Commemorating the ‘Nakba’

The following is the text of a radio commentary by Dr. Stephen Scheinberg, co-chair of Canadian Friends of Peace Now and an emeritus professor of history at Montreal’s Concordia University:

Those of you who have heard my editorials know that I have often expressed my sympathy for the plight of the Palestinian people and have criticized Israel for not being as vigorous in the pursuit of peace as she is in settlement construction. However, my sympathy does not extend to the commemoration of the Palestinian Nakba [catastrophe] Day which has become an annual, mass cry of anguish blaming only Israel and her allies for the Palestinian catastrophe. The occasion of Israel’s 60th anniversary was used by many writers and groups, while certainly not all, to assess her progress and reflect on where Israel is heading; important questions were raised such as whether Israel would endure as both a Jewish and democratic state.

I have seen no evidence that the Palestinians have undertaken a similarly, perhaps painful, self-assessment on Nakba day. In fact, Nakba Day reinforces the most regressive tendencies among the Palestinians, for their observance of the day represents a continuing rejection of Israel and the United Nations resolution which established it. It is also an assertion of a Palestinian victimhood which is only rivaled by some of their Israeli interlocutors, who also seem to revel in a counter-productive narrative of unrelieved oppression.

As a historian, I have often argued in other contexts that even the most oppressed people have "agency," the ability, even within restricted circumstances, to act to alter their situations. That is, even given the reality of superior Israeli power, the Palestinians have had choices and they have too often made the wrong ones. On Nakba Day they might reexamine some of these choices and choose not just to mourn their past but to analyze their failures and move in more creative directions. [In my view, their most grievous error was in violently rejecting the UN partition plan in 1947, attempting by war to achieve one Arab state in all of Palestine, rather than accepting the existence of a predominantly Jewish state as a neighbor; the nakba resulted from their defeat in a war that they started in an ill-advised effort to destroy the Yishuv, the Jewish community in Palestine.– R. Seliger]

Professor Rashid Khalidi, a Palestinian-American who teaches at Columbia, has pointed out some of their past failures, which include: the PLO equivocation on accepting two states, their support of Saddam Hussein in the Gulf War, opting for armed conflict in the second intifadah leading to the collapse of Palestinian society, and their continuing recourse to the rhetoric of armed struggle. I would add to Khalidi’s list the manipulation of the Palestinian refugee situation, the terrible corruption in the ranks of Fatah and the encouragement, or acquiescence, in terrorism.

One could, of course, greatly extend this list but a few examples will have to suffice in order to indicate that the Palestinians have not just been powerless victims of catastrophe but have also co-authored the narrative of their current tragedy. I have no intention of excusing Israel for its settlement building, theft of Arab lands, checkpoints, unnecessary violence and the like but the Palestinians also made choices over these sixty years and they have most often been the wrong ones.

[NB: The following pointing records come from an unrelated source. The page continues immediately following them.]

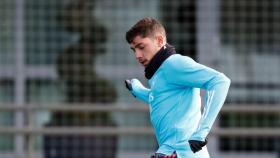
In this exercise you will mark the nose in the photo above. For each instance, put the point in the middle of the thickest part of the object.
(138, 54)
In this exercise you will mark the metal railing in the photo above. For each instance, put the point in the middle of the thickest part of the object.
(29, 131)
(30, 108)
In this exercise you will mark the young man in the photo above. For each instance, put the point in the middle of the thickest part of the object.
(174, 94)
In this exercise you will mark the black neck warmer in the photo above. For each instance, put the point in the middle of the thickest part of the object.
(166, 51)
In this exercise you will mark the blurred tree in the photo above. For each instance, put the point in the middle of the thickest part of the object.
(75, 68)
(180, 24)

Nakba Day is the wrong choice. It sends a chilling message to every Israeli that the continuing Jewish presence is not only unjust but unwelcome. The Palestinians need to deliver different messages – first, that they accept Israel and earnestly desire a two state solution and second, that even while they will continue to denounce Israeli excesses, they will respond not with arms but with militant, non-violent resistance. The Palestinians must choose between more years of commemorating the Nakba or looking forward to celebrating the birth of a Palestinian state.